Fazit: De facto steckt in jedem Menschen und in jeder menschlichen Gesellschaft etwas ungeheuer Destruktives. Und wie man es auch nennen mag: es muß von jeder Gesellschaft in Schach gehalten werden, weil es den Frieden auf Erden nicht geben kann, sondern im kleinen wie im großen bestenfalls ein Gleichgewicht des Schreckens. Damit müssen wir leben. Und wer diese von Schopenhauer am besten dargestellte Realität anerkennt, kann auch damit leben. Wer jedoch meint, das Böse leugnen oder eliminieren zu können, hat uns noch immer Krieg & Terror gebracht.
Post coitum omne animal triste?
Quirinus, Ihr Beitrag zeigt den Dualismus, der (mittlerweile vielleicht die gesamte) menschliche Gesellschaft prägt, und kommt auch sonst recht kulturpessimistisch 'rüber.
Es muß möglich sein, abseits von "Gut" und "Böse" vom Menschen zu sprechen, und nicht diese beiden extremen Seiten immer im Streit in jedem einzelnen Menschen zu sehen, eben nur Schwarz-Weiß, als den ewigen und aussichtslosen Kampf. Wie grauenvoll.
Und wie kommen Sie darauf zu behaupten, daß sich eine "paarende Frau" vergewaltigt fühlt? Sehr merkwürdig. Warum ist Sexualität "immer frustierend"? Wohl für die Geschädigten, Verletzen, Traumatisierten, und auch da nicht immer. Besonders stört mich die erwähnte "Verkitschung" der Sexualität zur Liebe. Sie meinen, es gäbe keine Liebe? Oder was wollen Sie uns damit sagen?
"Aggression" ist auch nicht per se negativ; Aggression muss eben nicht Kampf, Gewalt bedeuten.
W-Day
http://www.ingo-heinemann.de/Psychiatrie-Kritik.htm
"Peter Lehmann (>>) liefert mit seinem "Antipsychiatrieverlag" seit 1986 die theoretischen Grundlagen, so 1987 das "Patiententestament" des Scientology-Unterstützers Thomas Szasz."
@ Wednesday:
Zu der Geschichte mit der Menschen-, hier genauer: Urhordenfrau möchte ich nur anmerken, daß es in der Zoologie weithin bekannt ist, wie sehr sich viele Weibchen gegen die Paarung sträuben; und dies nicht nur im Rahmen dessen, was die meisten (männlichen ...) Biologen so dümmlich-anthropomorph als Liebesspiel bezeichnen. Daß die Penetration auch heute noch von vielen Menschenweibchen nicht immer als beglückend erlebt wird, sollte nach 35 Jahren Sexualaufklärung kein Geheimnis mehr sein. Irgendwo im Internet gibt es gewiß Foren, in denen sich Frauen darüber austauschen, was mir einige schon erzählt haben: daß sie, wenn's mit ihrem Freund oder Ehemann zur Sache geht und sie keine Lust haben, ihm zu erklären, weshalb sie gerade keine Lust haben, - daß sie in solchen Situationen also abschalten und daran denken, was sie am nächsten Tag einkaufen oder kochen wollen. Vielleicht stammt der lateinische Spruch ja von einer Frau; wer weiß. Meine Erfahrung gibt er jedenfalls auch nicht wieder. Aus dem Beitrag sollte aber hervorgegangen sein, weshalb ich ihn zitiert habe: nämlich um, noch einmal! zu zeigen, daß die meisten Dinge als äußerst ambivalent erlebt werden.

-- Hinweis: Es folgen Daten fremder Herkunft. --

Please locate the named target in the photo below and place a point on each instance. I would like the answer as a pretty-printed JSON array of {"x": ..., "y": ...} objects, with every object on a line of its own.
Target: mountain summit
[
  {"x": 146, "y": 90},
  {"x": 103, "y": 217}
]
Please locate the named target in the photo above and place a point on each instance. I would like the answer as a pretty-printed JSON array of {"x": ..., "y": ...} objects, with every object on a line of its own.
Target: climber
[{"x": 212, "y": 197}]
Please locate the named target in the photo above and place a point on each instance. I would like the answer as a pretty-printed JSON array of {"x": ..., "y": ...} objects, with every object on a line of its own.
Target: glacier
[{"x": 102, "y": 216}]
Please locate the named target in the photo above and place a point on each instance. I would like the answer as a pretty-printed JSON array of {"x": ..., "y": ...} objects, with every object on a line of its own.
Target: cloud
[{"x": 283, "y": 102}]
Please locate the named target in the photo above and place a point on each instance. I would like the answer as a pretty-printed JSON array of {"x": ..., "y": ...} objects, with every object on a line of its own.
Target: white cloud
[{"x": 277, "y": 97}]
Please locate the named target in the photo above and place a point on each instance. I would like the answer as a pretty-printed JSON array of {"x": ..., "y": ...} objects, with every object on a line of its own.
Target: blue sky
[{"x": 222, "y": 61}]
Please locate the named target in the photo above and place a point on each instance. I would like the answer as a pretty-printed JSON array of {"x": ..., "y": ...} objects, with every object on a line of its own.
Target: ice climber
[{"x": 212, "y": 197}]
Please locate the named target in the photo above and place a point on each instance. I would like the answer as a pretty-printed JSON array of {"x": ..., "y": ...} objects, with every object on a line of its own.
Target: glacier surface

Im übrigen bin ich dagegen, Kategorien wie Gut und Böse fallenzulassen, weil sie durchaus etwas mit der Realität zu tun haben. Man muß nur damit umgehen können: was heutzutage allerdings immer weniger Menschen gelingt, da es nur noch wenige Eltern und Lehrer gibt, die fähig wären, Kinder und Jugendlichen beizubringen, wie man konstruktiv über solche existentiellen Dinge nachdenkt.